Two local businesses are working together to get food on the shelves of the Whistler food bank.
Local Automotive and Vision Pacific are hosting a firewood sale this Saturday from 9 a.m. to 4 p.m. in Function Junction at the end of Millar Creek Road.
A pick-up truck full of wood will be $100, with all the proceeds going to the food bank.
"I've been here a really long time and I know how difficult it can be to make ends meet some times," said Local's owner Steven Turner.
"Years ago when I started Local Automotive I called it Local because it meant something. It meant locals helping locals. We need to keep that idea alive because it is locals who contribute to the success of everything in Whistler."
Turner, along with Vision Pacific owner Tim Regan, and several volunteers, including kids, spent last weekend cutting and splitting wood to get ready for the sale.
Regan, like many other Whistler business owners, is closing up shop for the Olympic Games and that might mean that some of his employees will need the food bank to get by.
"If we can as corporate citizens help to create a surplus for the food bank to take care of that need then we need to do that," said Regan.
"It's partly what motivated us to do it.
"This is community members helping community members. We are not relying on the municipality or someone else to come up with a plan to help fix this. We see a need and we are there as a community trying to make sure that we help and protect our members."

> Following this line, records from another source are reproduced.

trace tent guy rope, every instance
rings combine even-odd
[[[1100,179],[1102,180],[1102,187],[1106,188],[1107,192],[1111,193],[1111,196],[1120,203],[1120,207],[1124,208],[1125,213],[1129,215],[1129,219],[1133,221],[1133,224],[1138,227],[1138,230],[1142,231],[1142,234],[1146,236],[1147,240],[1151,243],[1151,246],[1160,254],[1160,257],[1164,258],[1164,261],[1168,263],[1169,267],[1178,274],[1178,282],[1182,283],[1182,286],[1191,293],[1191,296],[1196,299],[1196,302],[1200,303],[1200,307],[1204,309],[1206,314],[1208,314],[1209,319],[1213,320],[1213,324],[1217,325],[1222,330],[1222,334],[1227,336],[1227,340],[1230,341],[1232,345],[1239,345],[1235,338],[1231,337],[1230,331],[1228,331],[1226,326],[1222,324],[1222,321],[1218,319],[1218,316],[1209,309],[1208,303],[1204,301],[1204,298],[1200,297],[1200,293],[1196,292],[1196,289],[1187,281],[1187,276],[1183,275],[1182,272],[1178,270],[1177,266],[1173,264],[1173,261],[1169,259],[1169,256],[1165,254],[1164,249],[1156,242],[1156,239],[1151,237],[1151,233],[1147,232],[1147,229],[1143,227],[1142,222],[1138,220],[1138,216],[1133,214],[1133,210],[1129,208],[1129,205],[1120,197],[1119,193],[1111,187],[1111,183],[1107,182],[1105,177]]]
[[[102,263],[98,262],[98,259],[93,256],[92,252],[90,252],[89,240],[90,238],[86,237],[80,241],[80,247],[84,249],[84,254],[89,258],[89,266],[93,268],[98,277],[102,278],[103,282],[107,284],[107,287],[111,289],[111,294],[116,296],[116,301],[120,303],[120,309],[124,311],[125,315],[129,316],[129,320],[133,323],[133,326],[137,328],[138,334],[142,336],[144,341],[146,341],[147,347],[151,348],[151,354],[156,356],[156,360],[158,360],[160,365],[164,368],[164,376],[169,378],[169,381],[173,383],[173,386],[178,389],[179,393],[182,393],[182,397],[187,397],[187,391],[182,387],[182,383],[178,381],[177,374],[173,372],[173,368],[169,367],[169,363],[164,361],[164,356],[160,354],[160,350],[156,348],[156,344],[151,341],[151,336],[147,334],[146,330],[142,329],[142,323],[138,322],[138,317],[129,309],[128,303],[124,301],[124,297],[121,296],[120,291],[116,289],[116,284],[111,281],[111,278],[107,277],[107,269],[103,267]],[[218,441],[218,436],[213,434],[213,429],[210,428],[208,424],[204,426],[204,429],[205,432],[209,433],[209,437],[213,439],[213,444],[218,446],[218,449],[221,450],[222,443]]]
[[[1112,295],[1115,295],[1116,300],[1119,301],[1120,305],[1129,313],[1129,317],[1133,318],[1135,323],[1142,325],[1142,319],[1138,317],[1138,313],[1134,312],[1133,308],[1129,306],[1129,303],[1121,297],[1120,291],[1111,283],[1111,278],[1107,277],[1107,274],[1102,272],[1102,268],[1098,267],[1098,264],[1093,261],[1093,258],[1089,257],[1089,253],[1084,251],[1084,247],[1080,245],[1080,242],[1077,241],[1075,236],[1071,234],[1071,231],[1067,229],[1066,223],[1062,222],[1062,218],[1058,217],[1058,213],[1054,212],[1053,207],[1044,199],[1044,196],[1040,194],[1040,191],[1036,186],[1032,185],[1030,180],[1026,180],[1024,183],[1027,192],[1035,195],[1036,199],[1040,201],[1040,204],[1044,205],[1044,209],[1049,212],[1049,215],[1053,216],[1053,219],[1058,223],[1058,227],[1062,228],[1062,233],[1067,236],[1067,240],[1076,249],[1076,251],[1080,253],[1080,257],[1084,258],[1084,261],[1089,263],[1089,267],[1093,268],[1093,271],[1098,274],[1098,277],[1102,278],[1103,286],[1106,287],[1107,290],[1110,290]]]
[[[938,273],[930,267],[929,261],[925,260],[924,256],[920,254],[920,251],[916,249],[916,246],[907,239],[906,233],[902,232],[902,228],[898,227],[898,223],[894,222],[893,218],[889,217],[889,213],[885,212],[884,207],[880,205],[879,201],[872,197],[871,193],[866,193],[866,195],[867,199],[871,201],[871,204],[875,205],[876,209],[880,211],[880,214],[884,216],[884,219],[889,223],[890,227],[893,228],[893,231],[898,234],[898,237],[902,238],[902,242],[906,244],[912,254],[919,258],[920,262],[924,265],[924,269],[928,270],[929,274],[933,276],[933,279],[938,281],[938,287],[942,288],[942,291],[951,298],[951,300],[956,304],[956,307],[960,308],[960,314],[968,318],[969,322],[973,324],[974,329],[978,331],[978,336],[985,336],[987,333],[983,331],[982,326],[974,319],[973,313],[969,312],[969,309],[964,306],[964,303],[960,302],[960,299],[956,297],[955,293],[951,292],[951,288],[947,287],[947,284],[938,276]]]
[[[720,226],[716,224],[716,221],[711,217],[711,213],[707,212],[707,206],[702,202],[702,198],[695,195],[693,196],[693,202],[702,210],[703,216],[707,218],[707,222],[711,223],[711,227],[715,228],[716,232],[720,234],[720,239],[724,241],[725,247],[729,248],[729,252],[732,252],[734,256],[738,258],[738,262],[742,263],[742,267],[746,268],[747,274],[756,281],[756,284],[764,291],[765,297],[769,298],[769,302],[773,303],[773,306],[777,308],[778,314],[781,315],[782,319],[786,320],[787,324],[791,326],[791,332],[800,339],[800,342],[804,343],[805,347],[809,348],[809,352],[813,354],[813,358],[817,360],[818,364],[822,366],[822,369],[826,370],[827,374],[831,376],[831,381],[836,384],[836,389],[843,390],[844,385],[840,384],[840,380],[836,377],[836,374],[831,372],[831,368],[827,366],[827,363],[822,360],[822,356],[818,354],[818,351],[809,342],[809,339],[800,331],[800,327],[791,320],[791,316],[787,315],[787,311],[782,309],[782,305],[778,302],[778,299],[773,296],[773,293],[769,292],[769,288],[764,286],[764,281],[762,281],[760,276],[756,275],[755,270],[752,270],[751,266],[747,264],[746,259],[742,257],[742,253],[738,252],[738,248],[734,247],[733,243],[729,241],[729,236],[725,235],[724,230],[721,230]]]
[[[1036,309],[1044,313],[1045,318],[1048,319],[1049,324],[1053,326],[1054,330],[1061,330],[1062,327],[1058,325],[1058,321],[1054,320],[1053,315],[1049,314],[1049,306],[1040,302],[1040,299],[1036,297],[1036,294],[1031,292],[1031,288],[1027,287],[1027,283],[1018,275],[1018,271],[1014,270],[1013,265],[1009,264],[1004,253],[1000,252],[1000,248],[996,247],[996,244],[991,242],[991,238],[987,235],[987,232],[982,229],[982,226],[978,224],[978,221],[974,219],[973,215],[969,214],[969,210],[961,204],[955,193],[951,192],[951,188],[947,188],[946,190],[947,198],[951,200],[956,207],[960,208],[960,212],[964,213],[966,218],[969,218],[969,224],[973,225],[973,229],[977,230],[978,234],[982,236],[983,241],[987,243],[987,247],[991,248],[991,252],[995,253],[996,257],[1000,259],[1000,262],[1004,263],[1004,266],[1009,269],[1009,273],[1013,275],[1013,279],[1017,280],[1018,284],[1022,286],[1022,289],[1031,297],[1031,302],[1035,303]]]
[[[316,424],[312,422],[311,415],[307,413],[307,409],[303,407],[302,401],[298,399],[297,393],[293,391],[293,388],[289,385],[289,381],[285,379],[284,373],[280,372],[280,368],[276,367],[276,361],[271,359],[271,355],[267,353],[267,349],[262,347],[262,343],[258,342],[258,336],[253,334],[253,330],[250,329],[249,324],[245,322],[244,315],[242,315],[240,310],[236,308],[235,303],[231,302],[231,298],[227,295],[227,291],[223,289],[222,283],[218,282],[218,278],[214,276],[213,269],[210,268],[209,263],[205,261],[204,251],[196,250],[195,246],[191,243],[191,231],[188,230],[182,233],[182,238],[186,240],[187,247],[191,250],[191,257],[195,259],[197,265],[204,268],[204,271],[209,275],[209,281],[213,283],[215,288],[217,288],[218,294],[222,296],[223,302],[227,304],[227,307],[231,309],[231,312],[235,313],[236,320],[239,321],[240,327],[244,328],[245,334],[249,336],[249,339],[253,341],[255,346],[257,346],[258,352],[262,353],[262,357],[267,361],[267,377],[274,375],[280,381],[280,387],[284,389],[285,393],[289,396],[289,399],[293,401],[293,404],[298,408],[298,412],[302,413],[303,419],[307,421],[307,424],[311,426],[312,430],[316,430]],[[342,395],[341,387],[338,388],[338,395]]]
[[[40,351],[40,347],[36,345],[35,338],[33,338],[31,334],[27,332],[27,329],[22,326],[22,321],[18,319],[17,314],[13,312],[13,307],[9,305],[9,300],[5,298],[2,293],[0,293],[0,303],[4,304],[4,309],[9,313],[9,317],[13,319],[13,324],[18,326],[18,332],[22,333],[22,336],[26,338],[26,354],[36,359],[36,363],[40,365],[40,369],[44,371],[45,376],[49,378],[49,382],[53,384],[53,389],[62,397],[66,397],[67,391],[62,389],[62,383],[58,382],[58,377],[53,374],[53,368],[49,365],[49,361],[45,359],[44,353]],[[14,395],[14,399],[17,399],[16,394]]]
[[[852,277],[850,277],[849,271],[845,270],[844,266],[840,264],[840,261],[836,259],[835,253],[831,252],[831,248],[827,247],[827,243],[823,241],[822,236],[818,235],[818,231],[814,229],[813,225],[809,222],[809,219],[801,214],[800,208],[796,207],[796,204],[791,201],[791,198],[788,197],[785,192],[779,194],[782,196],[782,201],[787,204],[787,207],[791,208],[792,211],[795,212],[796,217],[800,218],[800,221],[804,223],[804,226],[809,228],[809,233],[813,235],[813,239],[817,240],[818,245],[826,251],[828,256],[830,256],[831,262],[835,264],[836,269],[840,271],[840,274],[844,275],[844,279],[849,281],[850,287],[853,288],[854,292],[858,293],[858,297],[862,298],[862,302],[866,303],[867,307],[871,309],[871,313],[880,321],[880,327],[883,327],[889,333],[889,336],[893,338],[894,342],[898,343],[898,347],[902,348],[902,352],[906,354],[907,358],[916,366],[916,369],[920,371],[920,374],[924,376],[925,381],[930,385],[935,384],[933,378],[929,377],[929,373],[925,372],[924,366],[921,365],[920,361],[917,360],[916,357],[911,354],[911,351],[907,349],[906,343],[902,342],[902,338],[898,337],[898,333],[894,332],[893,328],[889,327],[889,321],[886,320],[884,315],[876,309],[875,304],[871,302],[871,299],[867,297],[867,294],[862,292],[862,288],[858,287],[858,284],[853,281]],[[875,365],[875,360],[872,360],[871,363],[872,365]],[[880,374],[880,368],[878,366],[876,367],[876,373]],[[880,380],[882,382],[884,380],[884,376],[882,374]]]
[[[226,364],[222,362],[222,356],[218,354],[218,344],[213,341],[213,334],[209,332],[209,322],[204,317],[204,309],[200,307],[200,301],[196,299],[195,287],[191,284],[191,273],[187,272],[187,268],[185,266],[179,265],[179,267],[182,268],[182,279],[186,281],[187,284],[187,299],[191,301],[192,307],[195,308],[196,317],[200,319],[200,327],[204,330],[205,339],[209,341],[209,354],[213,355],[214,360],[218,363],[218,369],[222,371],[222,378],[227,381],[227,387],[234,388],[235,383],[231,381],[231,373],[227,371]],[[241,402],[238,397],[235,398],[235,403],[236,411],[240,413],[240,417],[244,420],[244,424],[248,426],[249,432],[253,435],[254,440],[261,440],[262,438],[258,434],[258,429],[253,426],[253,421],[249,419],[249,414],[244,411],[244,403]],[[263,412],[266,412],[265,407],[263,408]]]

The many kids on site helping last weekend and this coming weekend will also go to the food bank in the coming weeks to see first hand what their help has done.
The wood is on the empty lot beside the Garden Centre.
It is cash sale only and anyone who comes must load their own wood and sign a waiver.
Greg McDonnell, executive director of Whistler Community Services Society, the food bank's parent organization, said family and individual demand on the food bank has more than doubled from last year and it is now moving into the busy fall season.
"This shows how a community can rally to help a program like this," said McDonnell, adding that this type of fundraising is an important addition to the help they usually get from the Whistler Blackcomb Foundation.
"It is such a wonderful thing where the community sees a need and there is community response.
"When fundraising like that happens at such an organic level, it is really the best kind of fundraising you can have."
Volunteers are needed to help cut wood into rounds and split it. Bring a chainsaw if you have one. Sabre Rentals Ltd. have helped with splitters and chainsaws.